Dieser Erwartungs- und Entscheidungshorizont eröffnet sich für den Betroffenen in einer gesundheitlichen Lage, in der er schwach und an der Grenze seiner Entscheidungsfähigkeit angelangt ist.

kath.net: Wie beurteilen Sie die öfter gehörten Warnungen, dass schon eine behutsame Öffnung im Bereich Sterbehilfe einen kaum überschaubaren Rattenschwanz gefährlicher Konsequenzen nach sich ziehen werde? Welche Erfahrungen macht man in Nachbarländern mit in diesem Bereich liberaleren Gesetzgebungen, etwa Niederlande und Belgien? Sind diese Erfahrungen auch für unser Land aufschlussreich?

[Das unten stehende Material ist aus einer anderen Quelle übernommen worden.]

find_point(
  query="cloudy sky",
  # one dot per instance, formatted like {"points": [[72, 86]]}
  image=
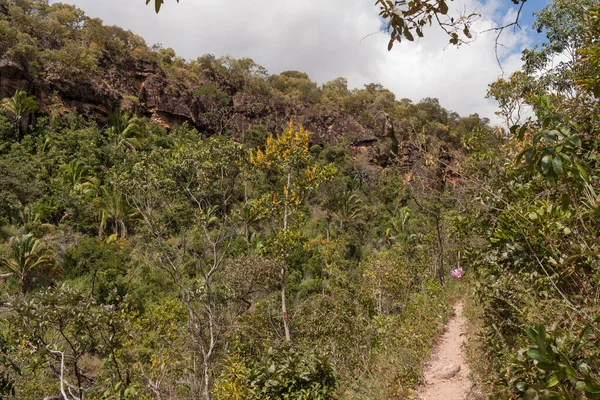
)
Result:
{"points": [[323, 38]]}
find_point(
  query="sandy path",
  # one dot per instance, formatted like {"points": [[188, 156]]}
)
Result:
{"points": [[447, 357]]}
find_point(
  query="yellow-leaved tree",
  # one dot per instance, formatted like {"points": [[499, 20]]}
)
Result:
{"points": [[288, 157]]}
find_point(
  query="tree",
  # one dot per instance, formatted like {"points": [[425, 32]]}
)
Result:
{"points": [[114, 210], [405, 19], [28, 256], [157, 4], [185, 198], [288, 157], [20, 106]]}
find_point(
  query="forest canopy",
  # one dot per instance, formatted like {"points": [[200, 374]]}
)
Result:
{"points": [[184, 229]]}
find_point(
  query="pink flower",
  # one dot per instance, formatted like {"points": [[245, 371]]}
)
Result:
{"points": [[457, 273]]}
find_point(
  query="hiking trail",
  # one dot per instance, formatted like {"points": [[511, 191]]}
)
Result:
{"points": [[447, 374]]}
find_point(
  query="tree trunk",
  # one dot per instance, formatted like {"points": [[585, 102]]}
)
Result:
{"points": [[284, 314], [440, 249], [286, 326]]}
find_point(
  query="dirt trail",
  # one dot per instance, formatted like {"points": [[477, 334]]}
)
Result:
{"points": [[447, 375]]}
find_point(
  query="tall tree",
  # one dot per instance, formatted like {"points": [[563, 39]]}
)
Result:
{"points": [[287, 156], [27, 257], [20, 106]]}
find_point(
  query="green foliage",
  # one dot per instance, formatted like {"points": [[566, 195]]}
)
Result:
{"points": [[281, 373], [29, 261]]}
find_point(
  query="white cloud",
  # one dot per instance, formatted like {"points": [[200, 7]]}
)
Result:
{"points": [[323, 38]]}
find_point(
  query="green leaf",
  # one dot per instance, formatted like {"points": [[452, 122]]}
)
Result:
{"points": [[443, 7], [557, 165], [467, 32], [554, 379], [546, 162], [538, 355], [521, 386], [531, 394]]}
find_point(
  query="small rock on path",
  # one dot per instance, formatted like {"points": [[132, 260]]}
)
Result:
{"points": [[447, 376]]}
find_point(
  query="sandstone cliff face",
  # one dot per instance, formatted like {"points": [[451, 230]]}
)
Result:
{"points": [[170, 102]]}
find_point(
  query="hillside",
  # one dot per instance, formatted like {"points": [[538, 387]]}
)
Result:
{"points": [[184, 229]]}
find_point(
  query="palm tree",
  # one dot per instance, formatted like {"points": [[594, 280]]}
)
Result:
{"points": [[81, 179], [20, 105], [127, 128], [28, 255], [114, 210], [350, 209]]}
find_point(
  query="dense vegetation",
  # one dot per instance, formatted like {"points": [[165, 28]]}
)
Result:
{"points": [[175, 229]]}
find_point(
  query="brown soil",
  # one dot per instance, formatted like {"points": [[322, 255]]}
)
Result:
{"points": [[442, 382]]}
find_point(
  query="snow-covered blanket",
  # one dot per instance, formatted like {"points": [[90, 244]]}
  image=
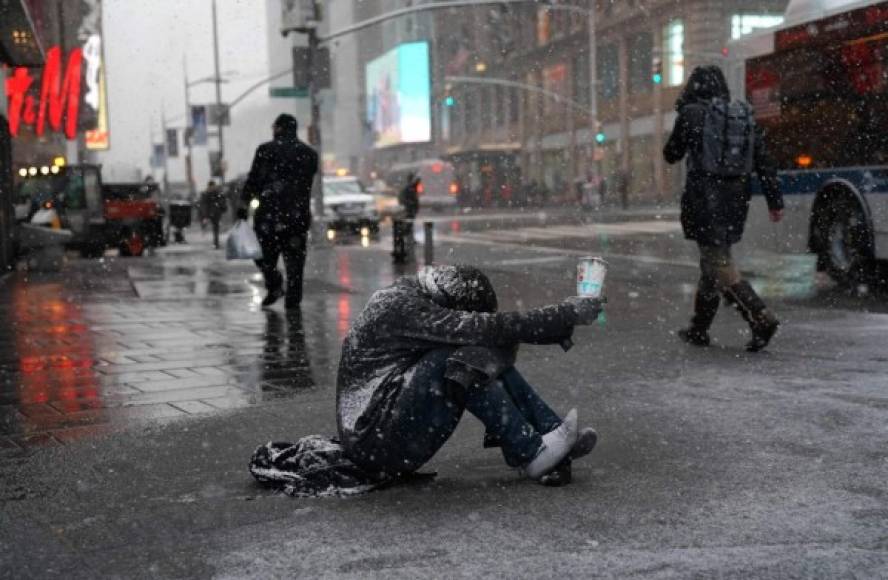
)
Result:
{"points": [[314, 466]]}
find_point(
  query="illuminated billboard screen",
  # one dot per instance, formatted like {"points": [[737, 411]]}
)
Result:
{"points": [[398, 96]]}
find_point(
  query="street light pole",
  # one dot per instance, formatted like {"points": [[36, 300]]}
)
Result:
{"points": [[218, 82], [189, 161], [314, 129], [593, 84]]}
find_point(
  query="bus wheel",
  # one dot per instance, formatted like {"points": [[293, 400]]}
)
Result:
{"points": [[132, 245], [844, 248]]}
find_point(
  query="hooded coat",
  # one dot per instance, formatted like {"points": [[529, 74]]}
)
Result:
{"points": [[713, 208], [281, 179], [404, 322]]}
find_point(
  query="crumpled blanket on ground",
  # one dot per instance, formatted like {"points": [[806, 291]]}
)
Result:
{"points": [[314, 466]]}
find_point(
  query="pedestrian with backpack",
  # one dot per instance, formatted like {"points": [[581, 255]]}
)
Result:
{"points": [[724, 148]]}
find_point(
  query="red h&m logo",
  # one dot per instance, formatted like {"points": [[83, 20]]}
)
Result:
{"points": [[59, 96]]}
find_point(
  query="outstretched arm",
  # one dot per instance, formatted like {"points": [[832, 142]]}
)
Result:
{"points": [[432, 323]]}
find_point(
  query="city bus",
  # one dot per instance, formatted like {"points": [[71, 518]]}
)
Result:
{"points": [[819, 88]]}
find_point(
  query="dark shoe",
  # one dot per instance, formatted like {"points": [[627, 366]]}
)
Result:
{"points": [[561, 475], [763, 330], [762, 323], [272, 297], [586, 441], [694, 336]]}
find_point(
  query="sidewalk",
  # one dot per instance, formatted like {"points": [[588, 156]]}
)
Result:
{"points": [[105, 344]]}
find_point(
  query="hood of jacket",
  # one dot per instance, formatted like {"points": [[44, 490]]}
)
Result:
{"points": [[459, 287], [705, 84]]}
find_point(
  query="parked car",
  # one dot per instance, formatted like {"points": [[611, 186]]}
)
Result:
{"points": [[386, 197], [348, 208], [439, 188]]}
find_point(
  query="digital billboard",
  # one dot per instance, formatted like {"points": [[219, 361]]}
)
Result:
{"points": [[398, 92]]}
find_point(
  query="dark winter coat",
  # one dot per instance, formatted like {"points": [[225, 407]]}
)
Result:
{"points": [[714, 209], [213, 204], [281, 179], [405, 321]]}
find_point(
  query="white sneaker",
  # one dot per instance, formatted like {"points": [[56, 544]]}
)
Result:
{"points": [[556, 445]]}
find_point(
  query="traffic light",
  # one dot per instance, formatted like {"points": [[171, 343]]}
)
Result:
{"points": [[657, 70]]}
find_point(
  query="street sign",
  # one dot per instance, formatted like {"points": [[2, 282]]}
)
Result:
{"points": [[172, 143], [297, 14], [199, 124], [287, 92], [301, 74], [218, 115]]}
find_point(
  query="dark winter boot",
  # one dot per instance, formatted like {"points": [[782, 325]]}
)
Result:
{"points": [[705, 308], [762, 322]]}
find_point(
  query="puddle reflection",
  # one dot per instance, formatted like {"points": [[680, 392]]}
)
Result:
{"points": [[286, 367], [54, 380]]}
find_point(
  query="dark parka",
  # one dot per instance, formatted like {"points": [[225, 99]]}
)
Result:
{"points": [[714, 209], [281, 178], [404, 322]]}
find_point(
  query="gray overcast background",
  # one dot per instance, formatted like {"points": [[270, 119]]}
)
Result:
{"points": [[145, 42]]}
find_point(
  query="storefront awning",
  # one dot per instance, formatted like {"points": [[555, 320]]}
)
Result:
{"points": [[19, 45]]}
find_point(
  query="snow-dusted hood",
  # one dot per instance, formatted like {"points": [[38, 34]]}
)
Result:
{"points": [[458, 287]]}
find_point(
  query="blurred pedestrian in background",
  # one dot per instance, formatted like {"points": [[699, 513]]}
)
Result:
{"points": [[281, 179], [213, 206]]}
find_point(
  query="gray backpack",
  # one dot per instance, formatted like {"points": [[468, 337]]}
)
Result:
{"points": [[728, 142]]}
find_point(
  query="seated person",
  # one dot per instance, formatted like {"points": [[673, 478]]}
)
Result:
{"points": [[433, 345]]}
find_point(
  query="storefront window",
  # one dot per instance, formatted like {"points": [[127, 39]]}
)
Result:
{"points": [[743, 24], [544, 26], [581, 78], [554, 81], [673, 53], [608, 72], [641, 49]]}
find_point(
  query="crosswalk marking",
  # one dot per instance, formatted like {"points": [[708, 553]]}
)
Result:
{"points": [[588, 231]]}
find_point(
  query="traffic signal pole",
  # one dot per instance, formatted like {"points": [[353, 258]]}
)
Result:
{"points": [[218, 82]]}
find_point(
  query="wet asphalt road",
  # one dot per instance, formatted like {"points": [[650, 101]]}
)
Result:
{"points": [[712, 462]]}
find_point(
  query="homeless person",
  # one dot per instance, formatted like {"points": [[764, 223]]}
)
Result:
{"points": [[433, 345]]}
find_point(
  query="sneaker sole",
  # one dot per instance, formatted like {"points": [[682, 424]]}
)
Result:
{"points": [[586, 442]]}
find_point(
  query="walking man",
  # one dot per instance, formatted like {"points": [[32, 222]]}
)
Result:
{"points": [[433, 345], [213, 206], [723, 148], [280, 179]]}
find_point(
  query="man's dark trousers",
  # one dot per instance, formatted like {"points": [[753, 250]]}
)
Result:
{"points": [[429, 408], [277, 239]]}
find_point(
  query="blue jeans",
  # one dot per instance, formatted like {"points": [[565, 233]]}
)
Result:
{"points": [[429, 407]]}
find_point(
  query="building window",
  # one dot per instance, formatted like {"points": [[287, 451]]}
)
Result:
{"points": [[514, 105], [581, 79], [486, 110], [743, 24], [608, 72], [544, 26], [673, 53], [554, 81], [641, 52]]}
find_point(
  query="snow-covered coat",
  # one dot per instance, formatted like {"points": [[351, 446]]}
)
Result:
{"points": [[714, 209], [403, 322]]}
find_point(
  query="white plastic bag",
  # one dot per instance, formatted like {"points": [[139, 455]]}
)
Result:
{"points": [[242, 243]]}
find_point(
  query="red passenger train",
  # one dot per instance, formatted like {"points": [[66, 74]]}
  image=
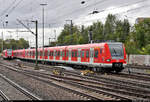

Sensburg: Am Beispiel Holland sehen wir, wie unbefriedigend gesetzliche Regelungen sein können und dass sie mehr Unsicherheiten schaffen, als Klarheiten zu bringen.

Aufgrund der Legalisierung der aktiven Sterbehilfe, wie auch der Suizidassistenz, kommt es hier zu immer mehr Fällen. Die Suizidprävention nimmt im Gegenzug ab. Durch ein Verbot der Hilfe beim Selbstmord werden die Zahlen in Deutschland, wie in vielen anderen europäischen Ländern, gering bleiben.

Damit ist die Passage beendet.